(This will end up being posted on Wednesday, but I started writing it on Tuesday, honest!)
Lately, I've been reading Thomas Malthus's Principles of Political Economy (full text available at the link).
It's a fantastic book on basic economics, written before math was introduced to the subject. In fact, there's a brief section where the author wonders whether formal math should be introduced into 'political economy' at all, since the clarity it brings is at the expense of complexity.
What makes the antique text blogworthy at this particular point in time is what it has to say about price levels.
There are more than a few intelligent people of the opinion that much of the current (and past) financial turmoil was caused by leaving the gold standard.
Before the mid-twentieth century, most currency in the world was backed by silver, gold or a combination of the two. Effectively, this meant that there was a global currency. France may have its francs, and China its taels, but if both were convertible into silver at a fixed rate, then they were just placeholders for the true currency, precious metals.

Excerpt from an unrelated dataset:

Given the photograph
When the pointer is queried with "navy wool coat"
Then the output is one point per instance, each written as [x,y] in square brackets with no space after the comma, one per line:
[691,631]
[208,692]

This is what the 'gold standard' meant: that you could exchange paper money for a known amount of gold at any bank. There was never more money than there was gold. Because gold is a rare metal, many countries found it useful to use silver, as well. The rate of conversion between silver and gold was well-known.
This system collapsed during the Great Depression, in an interesting way that is too complex to summarize in this brief post.
These days, most currencies aren't backed by anything except the government that issues them. In daily practice, this works out pretty well, with some spectacular exceptions.
It used to be that money worked like the market for precious metals, because money WAS precious metals.
Now, money works more like the market for baseball cards, or artistic prints. If a government prints a lot of money, the currency becomes less valuable, just like if a baseball card company printed large numbers of a particular card. This is what's going on in Zimbabwe right now. If a government keeps its printing under control, then the value of the currency can be kept as high as it likes. Witness the British pound.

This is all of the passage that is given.